Government initiatives are wrongly directed at first home buyers, says PINZ
First home buyers have had a roughly 16% share of the New Zealand mortgage lending market over the last month, according to RBNZ. This follows an equally strong level of first home buyer activity in March post January’s relaxation of LVR restrictions, which opened up borrowing opportunities to those with less than a 20% deposit.
A joint report produced by the Property Institute of New Zealand (PINZ) and data company Valocity suggests that this trend has been ongoing for a significant period of time; according to Valocity data, first home buyers have dominated the number of new mortgages taken out over the last five years across all parts of the country, except Auckland.
These figures do not include properties brought without needing a mortgage, or properties purchased by foreign investors who sourced their mortgage funds offshore.
PINZ chief executive Ashley Church says this may mean the current housing policy is ‘flawed,’ and that the Government’s focus on first home buyers is misdirected.
“Both National and Labour has been fixated on addressing the situation facing first home buyers in order to help more of them get onto the market – but these figures suggest that this may not be the problem we all believed it to be,” says Church. “If that’s the case, then maybe programs like KiwiBuild need to be targeted more broadly and with a focus on making those homes available to those in the greatest need, rather than only those who are buying their first home.”
According to Valocity data, first home buyers accounted for 40,000 mortgages nationwide in the year ending March 2016, making them the largest group of new mortgage customers and representing 24% of all mortgage lending. The year ending March 2018 saw the number of mortgages drop to 32,000 first buys nationwide, though their share of total new mortgage business increased to 27%.

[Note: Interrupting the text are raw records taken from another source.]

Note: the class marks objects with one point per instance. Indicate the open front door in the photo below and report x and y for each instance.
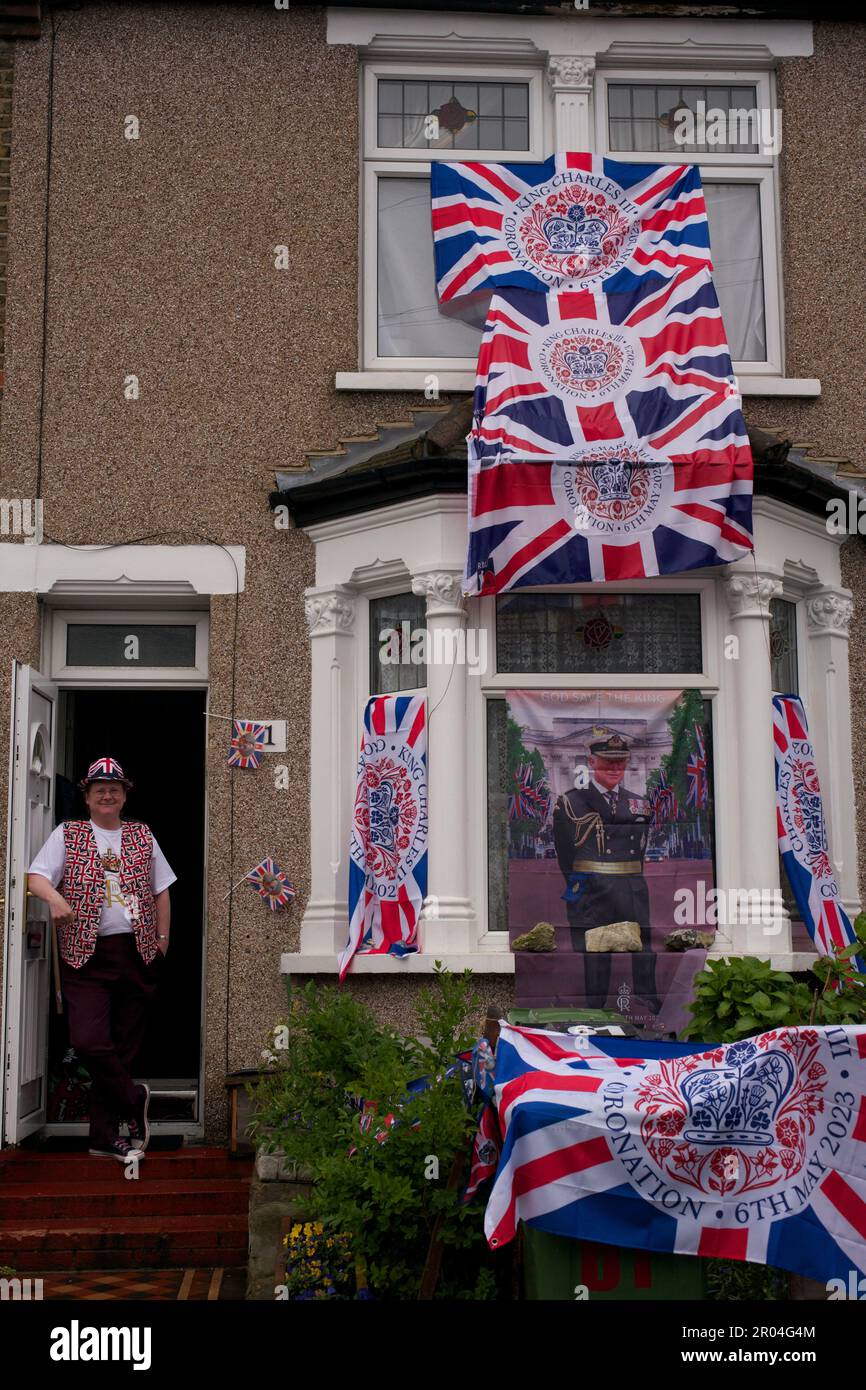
(28, 943)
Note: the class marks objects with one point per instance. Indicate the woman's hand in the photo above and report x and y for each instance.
(61, 912)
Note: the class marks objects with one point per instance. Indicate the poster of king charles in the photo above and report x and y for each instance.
(608, 802)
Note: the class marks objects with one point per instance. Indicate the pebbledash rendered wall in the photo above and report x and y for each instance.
(161, 264)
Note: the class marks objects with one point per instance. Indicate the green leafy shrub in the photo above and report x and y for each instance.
(382, 1183)
(741, 997)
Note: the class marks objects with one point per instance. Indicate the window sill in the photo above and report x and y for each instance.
(481, 962)
(395, 380)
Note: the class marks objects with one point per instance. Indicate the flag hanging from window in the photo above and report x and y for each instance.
(608, 438)
(388, 849)
(573, 220)
(802, 833)
(246, 744)
(751, 1151)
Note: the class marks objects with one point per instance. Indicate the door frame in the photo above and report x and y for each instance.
(113, 679)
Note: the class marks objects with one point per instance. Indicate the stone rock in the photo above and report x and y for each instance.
(542, 937)
(616, 936)
(688, 940)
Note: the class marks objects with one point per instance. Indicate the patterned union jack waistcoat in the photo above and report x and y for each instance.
(84, 887)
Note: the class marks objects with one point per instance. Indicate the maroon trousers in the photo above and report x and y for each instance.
(107, 1002)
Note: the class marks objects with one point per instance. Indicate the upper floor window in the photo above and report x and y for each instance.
(640, 118)
(416, 114)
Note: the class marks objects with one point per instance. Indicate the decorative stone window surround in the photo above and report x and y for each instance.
(420, 545)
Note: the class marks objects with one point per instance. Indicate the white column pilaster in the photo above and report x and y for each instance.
(449, 919)
(762, 925)
(330, 612)
(829, 613)
(570, 75)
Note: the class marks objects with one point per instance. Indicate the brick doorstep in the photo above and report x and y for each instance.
(66, 1201)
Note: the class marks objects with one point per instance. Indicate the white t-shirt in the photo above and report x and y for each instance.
(52, 858)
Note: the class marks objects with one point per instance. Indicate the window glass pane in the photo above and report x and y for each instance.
(783, 647)
(734, 216)
(392, 623)
(652, 111)
(517, 100)
(690, 837)
(496, 816)
(409, 319)
(131, 644)
(598, 634)
(489, 100)
(459, 109)
(391, 97)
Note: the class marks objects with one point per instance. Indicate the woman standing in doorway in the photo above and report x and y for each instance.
(111, 916)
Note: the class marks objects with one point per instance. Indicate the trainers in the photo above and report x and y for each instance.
(138, 1126)
(118, 1148)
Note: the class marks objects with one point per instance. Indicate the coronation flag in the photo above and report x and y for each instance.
(751, 1151)
(802, 833)
(608, 438)
(388, 851)
(576, 218)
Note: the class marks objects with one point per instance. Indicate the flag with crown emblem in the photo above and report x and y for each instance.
(754, 1150)
(388, 848)
(802, 831)
(271, 884)
(608, 438)
(573, 218)
(246, 744)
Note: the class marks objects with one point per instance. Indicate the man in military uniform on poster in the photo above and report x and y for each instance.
(601, 833)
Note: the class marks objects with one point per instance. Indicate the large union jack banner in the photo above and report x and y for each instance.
(388, 851)
(802, 833)
(576, 218)
(752, 1150)
(608, 439)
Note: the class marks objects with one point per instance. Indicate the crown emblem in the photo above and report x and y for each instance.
(737, 1104)
(613, 480)
(574, 232)
(584, 363)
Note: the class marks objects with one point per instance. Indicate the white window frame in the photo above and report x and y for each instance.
(382, 163)
(131, 672)
(364, 670)
(719, 168)
(492, 685)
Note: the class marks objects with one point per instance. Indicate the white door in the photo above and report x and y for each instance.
(28, 925)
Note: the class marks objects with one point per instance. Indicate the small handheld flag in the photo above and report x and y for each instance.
(246, 744)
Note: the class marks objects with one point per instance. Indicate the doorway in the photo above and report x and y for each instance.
(159, 738)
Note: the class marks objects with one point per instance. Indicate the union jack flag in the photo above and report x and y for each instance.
(802, 833)
(246, 744)
(271, 884)
(662, 801)
(695, 770)
(389, 830)
(528, 801)
(608, 437)
(751, 1151)
(574, 218)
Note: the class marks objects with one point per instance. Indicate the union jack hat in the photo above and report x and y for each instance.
(104, 769)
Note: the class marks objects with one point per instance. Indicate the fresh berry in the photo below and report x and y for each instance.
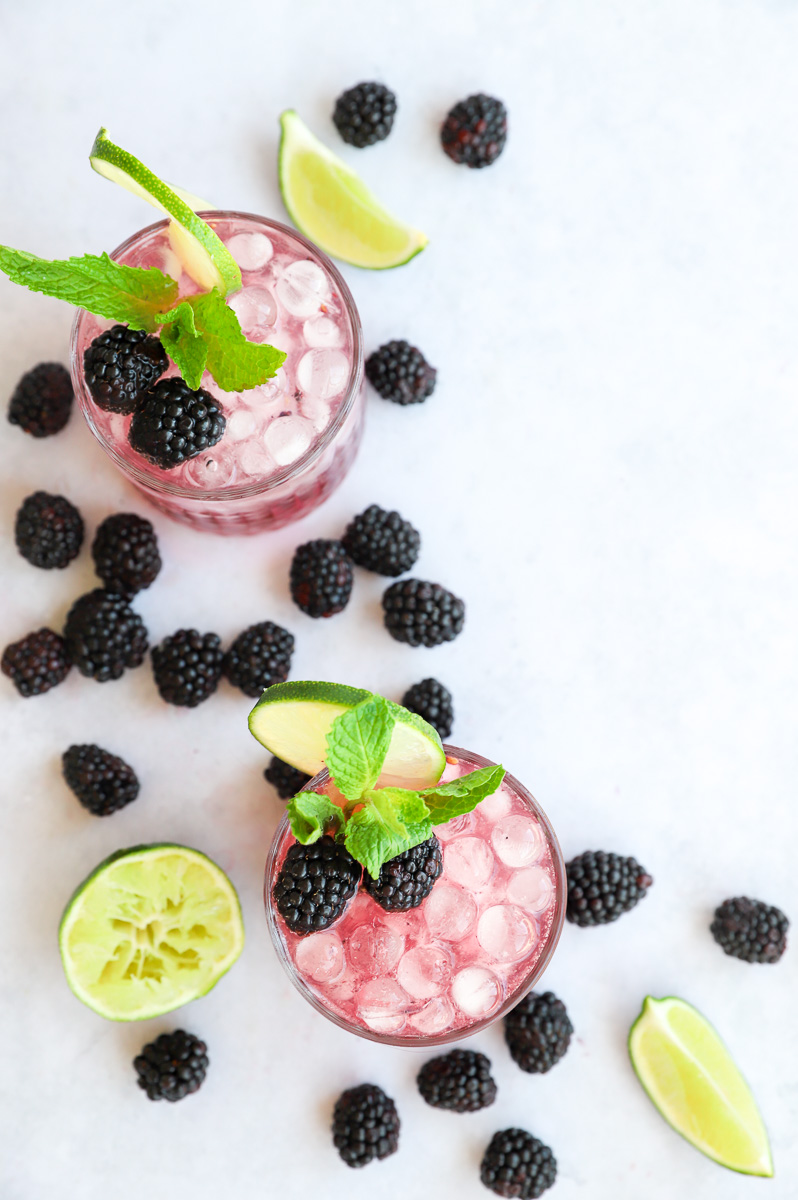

Only Auckland bucked the national trend, with 29% of its mortgages being for the purpose of refinancing throughout 2016 – 2018.
“Investors have never represented the largest group of new mortgage customers over the last five years,” the data concludes. “In the year to March 2016 they represented 18% of all new mortgage business, and by the year to march 2018 they had uplifted 19,000 new mortgages – or just 16% of all new mortgage business. First home buyers are still accounting for 29% of all new mortgages across the country – well ahead of other borrowers.”